Paul Krugman (Nobel prize winning economist, etc.) weighed in on the economics of Bitcoins. Krugman's critique has nothing to do with the technical aspect of how Bitcoin works, instead pointing out that it's a bad monetary design. What's sad is that this would have been trivial to fix. If there were a "BitCoin central bank" that could control the BitCoin monetary supply, they could change the rate at which new currency comes into existence, and that would address Krugman's critique.

From a technical perspective, Bitcoin is modestly clever in how it leverages peer-to-peer computation ("mining") to generate a universal tamper-resistant transaction log, protecting the integrity of the currency against double-spending. As a direct consequence of this, BitCoin is not anonymous.

Yes, you get to receive and send money using a pseudonym of your choosing, but all transactions are public. If Bob the Illegal Stuff Purveyor (BISP) advertised on some web site that his public key was whatever, and you buy something, then you're making a public statement that you're sending some coins to Bob. When the authorities later decide to shut down Bob, they've got a list of all of Bob's customers and can track each and every one of those coins to the point where it entered the BitCoin universe. And when one of those coins goes through an "exchange", where most consumers will trade cash for BitCoins, those exchanges will soon (?) be subject to regular bank regulations, allowing the authorities to make them deanonymize transactions.

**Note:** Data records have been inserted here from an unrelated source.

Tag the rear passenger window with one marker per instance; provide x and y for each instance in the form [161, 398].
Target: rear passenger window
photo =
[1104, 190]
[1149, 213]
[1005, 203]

As to Bitcoin's history, the inventor goes by a pseudonym. We don't know much about who actually came up with it.

Curiously, Bitcoin documents consider it to be a feature that a Bitcoin transaction is irrevocable. Once you spend money, you can't get it back. What's missing are the sorts of buyer protection you get from credit cards or Paypal. There's no way to say "the merchant didn't deliver the goods; I demand restitution." Or, that's not a feature of Bitcoin. It's instead something you'd have to pursue in the legal system. Good luck with that.

In short, I see Bitcoin as a cute hack, but with a broken economic model, zero consumer protection, and no meaningful anonymity (despite design claims to the contrary), I can't imagine it ever gaining any real traction.